Un implant pour traiter la dépendance aux opioïdes

Le remède à la crise des opioïdes tient-il dans un petit tube ? Un médecin australien, le Dr George O’Neil, a mis au point un implant capable de bloquer les effets des opiacés et d’empêcher la sensation de manque chez les patients.

Les opiacés sont des dérivés naturels de l’opium, issu du pavot somnifère. Certains opiacés sont considérés comme stupéfiants, d’autres comme médicaments (morphine, codéine…). Les opioïdes sont similaires mais obtenus via un procédé chimique. C’est le cas de l’héroïne, mais aussi d’antalgiques comme l’oxycodone.

Alors que 130 Américains meurent chaque jour d’une overdose d’opioïdes, les États-Unis s’intéressent de près à cet implant. Et cette technologie pourrait également servir dans l’Hexagone. Si la situation n’y est pas comparable à celle des États-Unis, la France n’est pas épargnée par les opioïdes.

Le 23 juin, une centaine de médecins et professionnels de santé ont d’ailleurs signé une tribune dans Le Journal du Dimanche pour tirer la sonnette d’alarme : “La France pourrait à son tour encourir le risque d’une crise sanitaire. Il est urgent d’agir.”

Un médicament efficace, mais seulement après désintoxication

Alors, comment fonctionne cet implant ? Un tube, placé dans l’estomac, délivre de la naltrexone, un antagoniste des opioïdes qui bloque les effets de ces derniers au niveau des récepteurs cérébraux. Mais contrairement aux autres médicaments utilisés pour combattre l’addiction, comme la méthadone et la buprenorphine, la naltrexone n’appartient pas à la famille des opiacés.

Le patient doit donc d’abord suivre une cure de désintoxication pendant plusieurs jours, avant de pouvoir recevoir l’implant. Cette première phase peut en décourager plus d’un, tant le sevrage est difficile à vivre, psychologiquement et physiquement, pour les addicts. 

Dans un reportage du New York Times, le médecin – surnommé Papa George par certains de ses patients – précise :  “ Je ne réussis pas avec tout le monde. Mais j’essaye.”

Une solution longue durée

Aux États-Unis et en France, la naltrexone est déjà proposée comme traitement sous deux formes. La première, par voie orale, pose un problème : les personnes dépendantes aux opioïdes arrêtent souvent de prendre les comprimés dès lors qu’elles ne sont plus accompagnées. La seconde, par injection, fonctionne pendant 1 mois.

L’implant du Dr O’Neil présente un avantage non-négligeable : il peut rester jusqu’à 6 mois dans l’estomac, 6 mois pendant lesquels le patient ne ressentira aucune sensation de manque. Une période assez longue pour renouer des liens avec sa famille et trouver un emploi, des occupations quasi-impossibles sous l’effet des opiacés. 

En Australie, George O’Neil a déjà sorti des milliers de patients de leur addiction avec son programme Fresh Start. Ils sont accompagnés pendant la phase de désintoxication, puis ont la possibilité d’être logés après la pose de l’implant. Des conseillers sont à leur disposition pour leur permettre de mettre à profit ce nouveau départ.

Bientôt disponible aux États-Unis ?

De l’autre côté du Pacifique, de gros espoirs reposent sur ce petit implant. Aux États-Unis, l’institut en charge de la prévention de l’abus de drogue a accordé 6,8 millions de dollars à l’Université de Colombia pour effectuer une série de tests avec cet implant pendant les deux prochaines années. 13,9 millions de dollars additionnels devraient suivre.
L’entreprise américaine BioCorRx entend bien concurrencer le médecin australien à domicile, avec un implant similaire, mais qui durerait moins longtemps.

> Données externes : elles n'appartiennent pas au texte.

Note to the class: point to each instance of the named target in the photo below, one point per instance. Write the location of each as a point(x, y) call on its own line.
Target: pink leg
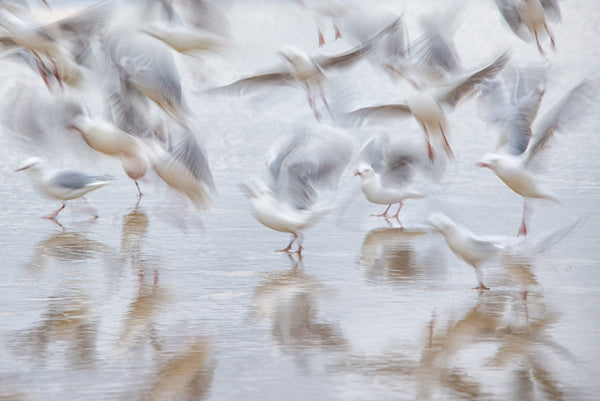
point(523, 228)
point(384, 214)
point(287, 248)
point(447, 147)
point(53, 215)
point(338, 34)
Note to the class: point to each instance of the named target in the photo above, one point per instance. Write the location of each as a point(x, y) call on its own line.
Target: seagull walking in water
point(513, 166)
point(386, 173)
point(301, 172)
point(61, 185)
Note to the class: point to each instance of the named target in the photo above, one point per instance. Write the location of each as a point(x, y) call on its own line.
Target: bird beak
point(75, 129)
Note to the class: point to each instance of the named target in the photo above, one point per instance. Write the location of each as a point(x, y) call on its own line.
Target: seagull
point(301, 171)
point(479, 250)
point(425, 104)
point(526, 17)
point(470, 248)
point(386, 173)
point(307, 71)
point(514, 165)
point(62, 185)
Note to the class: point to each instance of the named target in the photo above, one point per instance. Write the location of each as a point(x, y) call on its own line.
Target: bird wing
point(509, 11)
point(570, 106)
point(381, 112)
point(248, 84)
point(74, 179)
point(472, 84)
point(551, 9)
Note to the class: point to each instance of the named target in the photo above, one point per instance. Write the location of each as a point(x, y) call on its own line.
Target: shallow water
point(151, 302)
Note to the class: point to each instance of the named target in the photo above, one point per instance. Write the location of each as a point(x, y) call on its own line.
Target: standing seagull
point(385, 174)
point(513, 167)
point(526, 17)
point(470, 248)
point(426, 104)
point(303, 168)
point(61, 185)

Les enjeux commerciaux sont de taille, et sanitaires encore plus : aux États-Unis, les opioïdes tuent plus de gens que les armes à feu ou les accidents de la route. Si l’implant de naltrexone venait à être autorisé, de nombreuses vies pourraient être sauvées.

En France, les overdoses aux opioïdes sont en augmentation

En France, le nombre d’hospitalisations liées à la prescription d’opioïdes a doublé. Entre 2000 et 2015, les décès par surdosage non-intentionnel ont même triplé, selon le dernier rapport de l’Agence nationale de sécurité du médicament et des produits de santé, en février 2019.

Les signataires de la tribune du JDD demandent la mise en place urgente de trois mesures : “Étendre l’accès au naloxone, continuer de décloisonner le monde de l’addictologie et impulser une vaste campagne de prévention au niveau de la menace sanitaire à laquelle nous sommes exposés.”

Une prise de conscience nécessaire avant que la crise des opioïdes ne s’aggrave davantage.